Transesophageal echo (TEE).
Magnetic resonance imaging (MRI).
Computed tomography (CT) scan.
Medications are not used to treat Marfan syndrome, but they may be used to prevent or control complications. Medications may include:
Beta-blockers: Beta-blockers improve your heart’s ability to relax, and decrease the forcefulness of the heartbeat and the pressure within the arteries. This prevents or slows down the enlargement of the aorta. Beta-blocker therapy should begin at an early age. If you can’t take beta-blockers because of asthma or side effects, your provider can prescribe a calcium channel blocker.
Angiotensin receptor blockers: Angiotensin receptor blockers (ARB) are used to treat high blood pressure and heart failure. Recent clinical trials have shown that ARBs help slow the enlargement of the aorta as well as beta-blockers do.
The goal of surgery for Marfan syndrome is to prevent the aorta from dissecting or rupturing and to treat valve problems.

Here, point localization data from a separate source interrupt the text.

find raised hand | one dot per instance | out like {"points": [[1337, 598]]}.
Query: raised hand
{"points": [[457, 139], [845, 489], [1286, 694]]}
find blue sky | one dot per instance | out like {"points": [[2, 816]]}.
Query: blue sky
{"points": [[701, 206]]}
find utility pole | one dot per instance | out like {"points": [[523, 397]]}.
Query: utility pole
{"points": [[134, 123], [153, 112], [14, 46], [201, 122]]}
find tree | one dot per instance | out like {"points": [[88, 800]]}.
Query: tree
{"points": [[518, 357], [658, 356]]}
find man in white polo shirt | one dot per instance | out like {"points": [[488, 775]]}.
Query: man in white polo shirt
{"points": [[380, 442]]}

Decisions about surgery are based on:
Size of your aorta.
Expected normal size of the aorta.
Rate of aortic growth.
Your age, height and sex.
Family history of aortic dissection. Two surgical techniques can be used to replace the enlarged area of the aorta with a graft:
Traditional method: The aorta is replaced with a graft and the aortic valve is replaced with a mechanical valve.
Valve-sparing modified reimplantation method: The aorta is replaced with a tube graft and your own aortic valve is put back in place. The valve-sparing method is done whenever possible and should be done by an experienced surgeon.